Ce sont les anomalies franches de la radio thoracique (élargissement du médiastin, masses hilaires et atteinte périhilaire, épanchement pleural droit) et au scanner (adénopathies importantes, réparties dans la région hilaire, médiastinale et sous la carène, avec un dème médiastinal diffus et des épanchements pleuraux) qui font présumer un charbon pulmonaire.
Un traitement composé de ciprofloxacine parentérale (400 mg toutes les 8 heures), de rifampicine (300 mg toutes les 12 heures) et de clindamycine (900 mg toutes les 8 heures) s'est ensuivi. Bacillus anthracis a poussé dans les hémocultures au bout de quinze heures, avec une confirmation par PCR le 21 octobre.
Au 21e jour de son hospitalisation, le patient demeurait stable.
Renouveler les descriptions de cette maladie
Ces deux observations, pour ponctuelles qu'elles soient, ont le mérite de renouveler les descriptions de cette maladie rare (aucun diagnostic aux Etats-Unis depuis 1976). Ces deux cas vont à l'encontre de deux notions classiques soulignées dans la littérature : la rareté du diagnostic précoce du charbon inhalé et les deux phases que suit le développement du cours de la maladie. Si les cliniciens n'avaient pas la connaissance d'un contact, ils ont suspecté la contamination sur les notions parallèles d'une exposition connue dans le bâtiment du Sénat et la profession des patients.
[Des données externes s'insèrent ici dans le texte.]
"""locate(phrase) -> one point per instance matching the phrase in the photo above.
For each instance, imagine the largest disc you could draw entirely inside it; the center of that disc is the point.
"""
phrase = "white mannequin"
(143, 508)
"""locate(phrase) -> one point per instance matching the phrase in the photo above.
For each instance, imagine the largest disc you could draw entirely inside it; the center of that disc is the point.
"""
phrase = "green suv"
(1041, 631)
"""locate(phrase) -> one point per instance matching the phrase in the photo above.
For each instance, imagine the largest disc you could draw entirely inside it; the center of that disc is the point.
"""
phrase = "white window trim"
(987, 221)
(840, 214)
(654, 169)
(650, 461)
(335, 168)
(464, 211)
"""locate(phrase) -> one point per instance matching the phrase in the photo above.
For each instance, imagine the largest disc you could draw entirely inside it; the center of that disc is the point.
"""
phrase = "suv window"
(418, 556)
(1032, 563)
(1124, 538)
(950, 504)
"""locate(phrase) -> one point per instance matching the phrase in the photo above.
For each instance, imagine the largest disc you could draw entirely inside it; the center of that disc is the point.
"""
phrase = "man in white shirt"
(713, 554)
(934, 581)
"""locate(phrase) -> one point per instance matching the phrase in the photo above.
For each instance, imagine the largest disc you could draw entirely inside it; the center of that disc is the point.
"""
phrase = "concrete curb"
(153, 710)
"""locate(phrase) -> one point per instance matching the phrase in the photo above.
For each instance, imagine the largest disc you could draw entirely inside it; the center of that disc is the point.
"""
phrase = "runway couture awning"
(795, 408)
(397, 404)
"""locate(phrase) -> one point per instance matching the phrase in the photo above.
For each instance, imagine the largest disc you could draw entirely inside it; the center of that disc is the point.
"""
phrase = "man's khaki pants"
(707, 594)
Bien que ces derniers se soient présentés avec des signes médiastinaux bien marqués, une antibiothérapie agressive a permis une issue favorable et a probablement empêché l'évolution en deux phases, se concluant par un décès dans 80 à 90 % des cas dans les descriptions classiques.
Des prodromes non spécifiques et légers
Les deux patients à issue fatale ont eu une présentation de la maladie par des prodromes non spécifiques et légers.
Le 16 octobre, un postier de 47 ans a développé des symptômes pseudo-grippaux et des douleurs abdominales, qu'il a attribués à une intoxication alimentaire et qui ne l'ont pas empêché de continuer à travailler. C'est seulement le 21 octobre, après une brève syncope, puis l'aggravation des symptômes digestifs accompagnés de sueurs profuses, qu'il s'est rendu à l'accueil des urgences. La température était alors de 36,1 °C, avec un pouls à 95/min, une saturation en oxygène de 99 % et une légère hyperleucocytose était relevée. La radio thoracique ne montrant pas plus de signes qu'une augmentation de la densité parenchymateuse périhilaire droite, un traitement par la prométhazine entraînant la résolution des symptômes, la sortie a été autorisée. Le lendemain, l'aggravation de la dyspnée et la diaphorèse se sont aggravées, tout comme les symptômes gastro-intestinaux. Il est admis en détresse respiratoire avec une température à 35,5 °C et un pouls à 152/min. Le tableau s'est alors affirmé en faveur du charbon, avec des signes radiologiques et au scanner évocateurs (infiltrats parenchymateux, épanchements pleuraux, élargissement du médiastin). Pour autant, en dépit d'une antibiothérapie agressive et d'une ventilation assistée, le malade a évolué inéluctablement vers une issue fatale.
Le 17 octobre, un homme de 55 ans, était renvoyé chez lui après s'être présenté aux urgences pour un syndrome viral. Quatre jours plus tard, il est admis dans un autre service avec un tableau grave combinant une dyspnée sévère, une fièvre, des vomissements, des myalgies et une toux productive. Le pouls bat à 150/min pour un fièvre à 38,9 °C. Un traitement à base de lévofloxacine est promptement débuté sur la suspicion du diagnostic. En dépit de cela, le malade décède dans un tableau d'insuffisance respiratoire.
Chez les deux patients, on relève la notion d'une médiastinite avec des infiltrats pulmonaires extensifs tardivement au cours de l'évolution.
« JAMA », vol. 286, n° 20, 28 novembre 2001, Thom A. Mayer et coll. pour les cas vivants, et Luciana Borion et coll. pour les deux décès. Editorial de H.C. Lane et A.S. Fauci.